When we were returning to London's Heathrow Airport this past Monday for our much awaited return home, we fell into conversation with our vehicle's driver about our trip -- what we'd seen (what? You didn't ride on a double-decker?) , what had taken our fancy (Westminster Abbey, certainly, and the Tower of London complex), what had surprised us (the multiple different accents of the native British, and the multiple foreign languages in use), what had charmed us (standing on Westminster Bridge, listening to Big Ben, feeling its tones resonate through us, thinking: This isn’t a recording, this isn’t a movie, this is the actual Big Ben, the one you heard in the audio clips from World War Two). And then we got onto the subject of the US Presidential elections (the driver thought that Bush would win despite Iraq). That led to a shallow detur into the concept of terrorism, when he told us a couple of things that surprised us.
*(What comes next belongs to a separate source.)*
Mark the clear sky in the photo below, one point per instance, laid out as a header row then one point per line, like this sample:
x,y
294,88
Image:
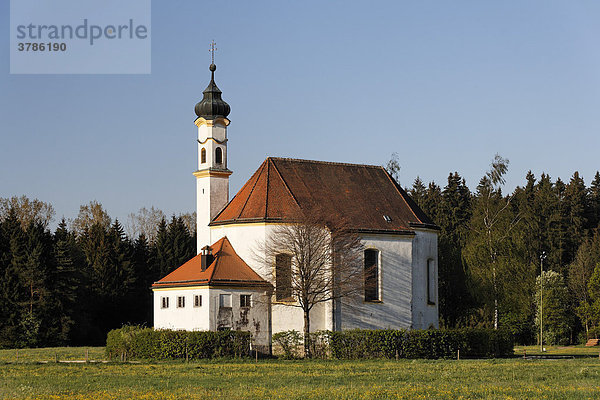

For one, he insisted that the Al-Qaeda organization was unable to work effectively in Britain because that the British security organization, which he thought might still be called MI-5, had instituted a program to permeate public places with their own undercover personnel, who were alert to activities that were out of the norm. For example, he said, if you went to a shopping mall and simply sat and watched the people, you would see that there were some apparent shoppers who came and went repeatedly, carrying the same packages, going in the same direction as before, again and again. I thought it possible, but also possible that they were simply disorganized shoppers. The proof would be if you came back day after day and noted them -- by which time, if they truly were undercover policemen, they would have noticed you.

But the thing he said that really surprised us was that he thought that for all of the diversity of thought and opinion in Britain, there was a commonality of hope and support for the country as a whole. He thought that it would be inconceivable for most British people, no matter how they felt, politically, to foster or foment damage to the country, because it is their home, and they would simply not be able to harm it, or to help others to harm it. He was sure that terrorist organizations existed in Britain, but because of that basic core support for the country, he doubted it would be able to ever amount to anything.

This struck us as a remarkably naive view, but we hoped that he was right.